Random Wikipedia Article time.

Mr. Forbush and the Penguins.
Haha, what a great name for a film. It featured John 'My chest has just exploded' Hurt. I love the film Aliens, apparently they're making a prequel, which sounds like the worst idea in the world. I never see why they want to make prequels/sequels to classic films when it'll look, sound and seem totally different to the films of yesteryear. Just think about the film Alien. Think about the special effects. The grainy camera. Now, with the cameras and technology used now, compared to the technology used then, it'll look totally out of place, even more so seeing as they're doing a prequel to an 80s film.
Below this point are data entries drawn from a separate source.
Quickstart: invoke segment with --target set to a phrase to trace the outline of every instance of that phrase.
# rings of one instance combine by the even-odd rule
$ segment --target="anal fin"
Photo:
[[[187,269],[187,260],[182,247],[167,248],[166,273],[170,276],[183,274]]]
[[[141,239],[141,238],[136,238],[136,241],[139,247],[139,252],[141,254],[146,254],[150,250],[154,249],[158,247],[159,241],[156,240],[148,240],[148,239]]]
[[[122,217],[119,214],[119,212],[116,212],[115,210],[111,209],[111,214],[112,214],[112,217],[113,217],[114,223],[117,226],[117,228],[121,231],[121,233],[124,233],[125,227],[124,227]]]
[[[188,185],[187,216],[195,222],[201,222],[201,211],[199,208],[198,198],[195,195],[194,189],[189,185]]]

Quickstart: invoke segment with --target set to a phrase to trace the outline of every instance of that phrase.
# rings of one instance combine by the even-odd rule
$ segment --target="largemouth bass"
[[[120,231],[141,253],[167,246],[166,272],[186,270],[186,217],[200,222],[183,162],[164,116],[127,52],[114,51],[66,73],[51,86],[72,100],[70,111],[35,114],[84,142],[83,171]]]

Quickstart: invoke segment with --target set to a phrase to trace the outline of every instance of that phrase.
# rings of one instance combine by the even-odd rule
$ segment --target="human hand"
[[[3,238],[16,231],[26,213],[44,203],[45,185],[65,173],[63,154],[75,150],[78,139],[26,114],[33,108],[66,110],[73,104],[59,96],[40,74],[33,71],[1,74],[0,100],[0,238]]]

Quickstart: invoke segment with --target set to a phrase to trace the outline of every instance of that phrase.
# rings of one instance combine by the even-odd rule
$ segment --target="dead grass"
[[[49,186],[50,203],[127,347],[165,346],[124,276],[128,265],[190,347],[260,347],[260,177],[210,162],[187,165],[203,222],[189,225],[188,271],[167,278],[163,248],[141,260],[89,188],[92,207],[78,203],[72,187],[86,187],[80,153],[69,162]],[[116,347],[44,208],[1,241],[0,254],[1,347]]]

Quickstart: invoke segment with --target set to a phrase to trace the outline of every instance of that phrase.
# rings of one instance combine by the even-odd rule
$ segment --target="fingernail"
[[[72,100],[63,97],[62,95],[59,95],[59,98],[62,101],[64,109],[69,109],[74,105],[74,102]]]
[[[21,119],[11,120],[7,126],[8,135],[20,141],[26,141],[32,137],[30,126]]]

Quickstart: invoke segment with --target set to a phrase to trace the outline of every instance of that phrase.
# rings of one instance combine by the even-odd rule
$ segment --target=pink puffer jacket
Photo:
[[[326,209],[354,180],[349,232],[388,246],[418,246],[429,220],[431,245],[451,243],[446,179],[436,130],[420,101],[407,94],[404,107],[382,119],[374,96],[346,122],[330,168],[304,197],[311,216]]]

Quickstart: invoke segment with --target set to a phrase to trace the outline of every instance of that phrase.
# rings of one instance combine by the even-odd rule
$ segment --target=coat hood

It'll look totally out of place and its bound to end up as a 2* film. Gutting. Lets move on.

St. Marys Beneficial Society Hall (Upper Marlboro, Maryland)
Jesus Christ, the picture of the hall on here looks more like one of those old-style whorehouses you see in Westerns than a Roman Catholic meeting place. My church in Fleetwood is called St. Marys. I was baptised there, had my first communion there, confirmed there, and even read from the scriptures there. During my early teenage years I was a full believer in God. Only because I had the fear of him in my mind. I only believed because I was scared of what would happen if I didn't believe, I was scared of what would happen if I didn't pray every night. At the age of 16 I realised that fear wasn't really how I should want to believe in a higher power, and if I was no longer scared, I no longer believed. Not that I don't want to believe, I'd love to have that sense of being watched over by someone of great power, but personally I believe that my family and friends could offer all the safety and support that I needed.
That, and the thought of going to church at 10am every Sunday and having to kneel down on what can only be compared to a method of medieval torture didn't really appeal.

1983 Congoleum Classic - Doubles
A tennis tournament won by a pair of yanks. My Auntie had, and still has, 3 beach chalets along Fleetwood beach. I had the happiest times of my childhood down there at Summer, and I remember at the age of 14 being asked to play tennis by a brown-haired girl whose Mum owned a chalet a few doors down from my Aunties. She was wearing a blue top, white skirt and had extraordinarily red lips. In a beautiful kind of way though. We must have played tennis against each other for a good 4 weeks throughout the Summer holidays. She was probably my first girl crush I ever had, we got along so well and the memories are so vivid still in my mind, its incredible. Surely the men who read this can imagine how great and on fire you felt for the first girl you really, really liked during your pubescent years. There was no sexual feelings there I might add, even though she was (now remember we were both 14 at the time so its ok to say this) disgustingly hot, it was just (in Bernard Black's words) I wanted her to 'be my summer girl, and in the Autumn, I'll dump her, as she was my Summer Girl'. Ahhhh. Nostalgia.

My brothers just got a tattoo saying "Carpe Diem", which I find ironic considering his epilepsy.

That'll do for now.

Love and Mr. Nice, the scariest, funniest autobiography I've ever read.